Commercial property has always been a wise, if turbulent, asset to invest in, with consistent historical market growth – fuelled in large part by the rise of e-commerce and dwindling supply. Yet, according to Carter Jonas, this may start to slow as businesses reduce their spending and in turn, profits for property investors shrink.

In May, falling Amazon profit forecasts caused a tumble in commercial property stocks due to reduced demand for warehouses, and now rising interest rates may start to punish investors who jumped in at the top of the market.

For office space, Greater London is still the epicentre – but changes hint at limited cash flow. The city’s edges in the southeast are seeing the most extensive growth at 2.1% to May 2022 compared to the centre’s increase of 0.7%, which could highlight that businesses looking for a new office market may not have the cash to expand into that central, expensive London postcode. This, in turn, could impact investors’ margins.

With so much market turbulence, VAT becomes an obstacle to market confidence. The extra 20% paid on completion of new builds can be a significant additional cost and if the property is over three years old, the confusion around its status is still a concern. Without payment, sales can’t complete, and with additional costs raised by a fifth, deals may fall through.

The challenge is finding out the exact VAT status of the building as this depends on a multitude of factors, including its deal history and the status of any commercial renters currently letting the property.

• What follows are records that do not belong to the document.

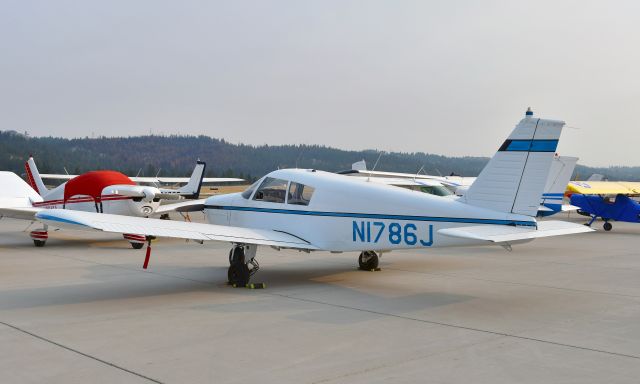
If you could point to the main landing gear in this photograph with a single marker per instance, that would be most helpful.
(368, 261)
(240, 257)
(607, 226)
(136, 241)
(39, 236)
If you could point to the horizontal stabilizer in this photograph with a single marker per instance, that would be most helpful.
(168, 228)
(184, 206)
(505, 234)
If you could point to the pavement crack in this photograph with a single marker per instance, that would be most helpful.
(105, 362)
(486, 331)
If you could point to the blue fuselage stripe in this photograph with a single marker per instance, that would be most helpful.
(374, 216)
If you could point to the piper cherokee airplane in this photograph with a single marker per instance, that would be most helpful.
(551, 203)
(609, 200)
(310, 210)
(102, 192)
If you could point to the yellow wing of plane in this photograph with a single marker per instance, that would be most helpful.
(604, 187)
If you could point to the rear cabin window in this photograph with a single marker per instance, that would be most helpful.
(299, 194)
(272, 191)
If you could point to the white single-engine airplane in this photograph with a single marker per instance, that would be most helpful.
(311, 210)
(101, 192)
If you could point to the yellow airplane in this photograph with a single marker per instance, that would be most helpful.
(609, 200)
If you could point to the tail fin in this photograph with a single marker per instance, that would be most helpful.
(514, 179)
(559, 176)
(33, 176)
(192, 189)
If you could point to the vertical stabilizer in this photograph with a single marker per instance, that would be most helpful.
(33, 177)
(192, 189)
(514, 179)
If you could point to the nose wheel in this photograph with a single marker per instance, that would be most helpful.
(368, 261)
(239, 272)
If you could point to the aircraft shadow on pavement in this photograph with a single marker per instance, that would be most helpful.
(286, 284)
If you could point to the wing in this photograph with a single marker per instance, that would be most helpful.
(169, 228)
(505, 233)
(182, 180)
(184, 206)
(54, 176)
(22, 213)
(603, 188)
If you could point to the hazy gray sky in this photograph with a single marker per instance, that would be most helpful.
(446, 77)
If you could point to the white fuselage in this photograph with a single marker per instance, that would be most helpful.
(109, 203)
(345, 214)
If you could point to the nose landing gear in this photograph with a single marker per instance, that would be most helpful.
(368, 261)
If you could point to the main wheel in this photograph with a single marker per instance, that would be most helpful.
(238, 274)
(39, 243)
(368, 260)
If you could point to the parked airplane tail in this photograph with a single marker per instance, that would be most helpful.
(192, 189)
(33, 176)
(16, 197)
(514, 179)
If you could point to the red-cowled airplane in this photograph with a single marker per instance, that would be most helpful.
(101, 192)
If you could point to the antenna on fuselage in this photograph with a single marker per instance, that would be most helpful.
(418, 173)
(374, 165)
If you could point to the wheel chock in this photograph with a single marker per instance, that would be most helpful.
(249, 286)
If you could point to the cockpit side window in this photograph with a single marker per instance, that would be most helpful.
(272, 190)
(247, 192)
(299, 194)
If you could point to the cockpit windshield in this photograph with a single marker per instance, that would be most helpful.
(299, 194)
(272, 190)
(437, 190)
(249, 191)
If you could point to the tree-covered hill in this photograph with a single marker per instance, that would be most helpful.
(176, 155)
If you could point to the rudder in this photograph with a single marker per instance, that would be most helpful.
(514, 179)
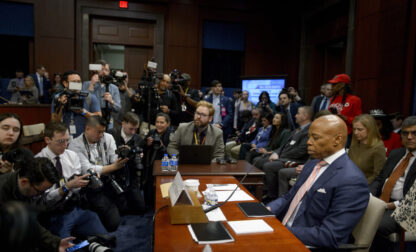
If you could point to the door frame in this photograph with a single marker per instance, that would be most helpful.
(83, 38)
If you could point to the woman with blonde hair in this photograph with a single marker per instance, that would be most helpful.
(367, 150)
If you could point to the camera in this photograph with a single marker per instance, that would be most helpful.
(95, 182)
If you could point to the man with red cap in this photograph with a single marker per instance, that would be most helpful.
(343, 103)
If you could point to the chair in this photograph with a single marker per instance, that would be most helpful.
(366, 228)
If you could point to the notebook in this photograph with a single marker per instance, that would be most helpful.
(211, 232)
(250, 227)
(254, 209)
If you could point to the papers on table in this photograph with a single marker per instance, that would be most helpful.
(214, 215)
(250, 226)
(239, 195)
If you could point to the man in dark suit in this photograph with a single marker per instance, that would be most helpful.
(223, 116)
(294, 150)
(322, 101)
(289, 108)
(43, 84)
(331, 193)
(393, 182)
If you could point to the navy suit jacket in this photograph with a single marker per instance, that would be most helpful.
(227, 120)
(46, 86)
(327, 217)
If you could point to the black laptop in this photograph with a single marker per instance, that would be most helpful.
(195, 154)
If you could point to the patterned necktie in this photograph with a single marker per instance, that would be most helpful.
(394, 176)
(302, 190)
(58, 166)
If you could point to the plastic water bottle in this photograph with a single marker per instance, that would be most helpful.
(174, 163)
(165, 163)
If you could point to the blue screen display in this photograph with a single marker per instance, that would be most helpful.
(255, 87)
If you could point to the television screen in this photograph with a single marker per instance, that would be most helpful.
(255, 86)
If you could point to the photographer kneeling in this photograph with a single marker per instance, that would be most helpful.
(63, 197)
(73, 107)
(97, 153)
(129, 145)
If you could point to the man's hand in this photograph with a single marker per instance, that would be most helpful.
(77, 182)
(164, 109)
(274, 157)
(66, 243)
(299, 169)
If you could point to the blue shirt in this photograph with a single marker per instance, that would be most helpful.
(79, 120)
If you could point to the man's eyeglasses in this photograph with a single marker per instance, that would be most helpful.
(200, 114)
(62, 141)
(405, 133)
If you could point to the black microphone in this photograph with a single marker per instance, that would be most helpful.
(209, 209)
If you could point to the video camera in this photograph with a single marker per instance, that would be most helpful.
(75, 97)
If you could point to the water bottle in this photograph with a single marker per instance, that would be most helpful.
(165, 163)
(174, 163)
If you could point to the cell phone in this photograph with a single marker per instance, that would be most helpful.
(78, 246)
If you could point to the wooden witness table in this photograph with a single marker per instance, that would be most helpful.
(238, 170)
(177, 237)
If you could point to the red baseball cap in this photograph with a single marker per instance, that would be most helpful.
(340, 78)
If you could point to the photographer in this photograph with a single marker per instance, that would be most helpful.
(63, 197)
(186, 96)
(61, 110)
(27, 184)
(97, 152)
(101, 84)
(129, 145)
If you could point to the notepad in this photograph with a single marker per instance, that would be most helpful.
(250, 226)
(254, 209)
(211, 232)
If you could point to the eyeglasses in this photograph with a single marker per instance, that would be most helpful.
(405, 133)
(62, 141)
(200, 114)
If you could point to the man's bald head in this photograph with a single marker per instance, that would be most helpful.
(327, 135)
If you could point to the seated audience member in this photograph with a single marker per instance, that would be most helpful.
(390, 139)
(29, 93)
(15, 85)
(199, 132)
(289, 108)
(223, 115)
(396, 120)
(343, 103)
(26, 184)
(265, 104)
(295, 150)
(246, 135)
(367, 150)
(393, 182)
(97, 153)
(129, 176)
(42, 84)
(331, 193)
(260, 141)
(241, 105)
(278, 136)
(74, 119)
(322, 101)
(11, 132)
(63, 197)
(163, 132)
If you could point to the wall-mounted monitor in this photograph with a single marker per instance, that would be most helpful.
(257, 84)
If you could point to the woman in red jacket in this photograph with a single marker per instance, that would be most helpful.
(343, 103)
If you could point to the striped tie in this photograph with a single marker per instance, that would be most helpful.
(302, 190)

Technically, HMRC can help in two ways. Firstly, by opening an investigation into its VAT status – but investors often do not have time for this in such a rapidly moving market. Alternatively, HMRC can refund the 20% after completion; however, many will not be able to continue operating with such a dent in cashflow.

However, tech-savvy property investors should not worry about this potential extra cost. Instead, they can leverage it as an asset to secure immediate capital should they have to pay VAT. A vibrant, new generation of the so called ‘alternative-finance’ (alt-fi) fintechs can put up HMRC’s refund upfront – ensuring on-demand, consistent and calculatable cashflow without waiting for HMRC.

Freddie Digby comments: “Investing in commercial property has traditionally been a promising asset class if one of the more complicated. The VAT status of a building, or a shop or office within a building, is seldom clear cut. To make matters worse, there is a significant knowledge gap on the issue.

“Sometimes, businesses or investors in a VAT refund position are happy to wait for HMRC to send them that money back. However, as wages, inflation, and other costs eat into margins and with a recession looming on the horizon, weary investors have even more reason to need consistent, resilient cashflow and reduce costs.”

“Put both factors together – and it is clear why property VAT is such a tricky issue. When a deal is on the line, and an investor finds out they must find an extra 20% to complete, alarm bells rightly go off.”

Freddie continued: “It just shouldn’t be complicated. HMRC guarantees your refund, but the issue isn’t just having to find an extra 20% and surviving without it for months. Investors will often face compliance questions, taking time to register, submit claims, chasing, recovery, and lawyer or consultant fees, which take time and money.

“By leveraging the inevitable VAT refund as an asset, investors and businesses can use it as collateral to secure on-demand finance. This gives calculable, hassle-free capital when investors are facing a slowing market and shrinking margins.”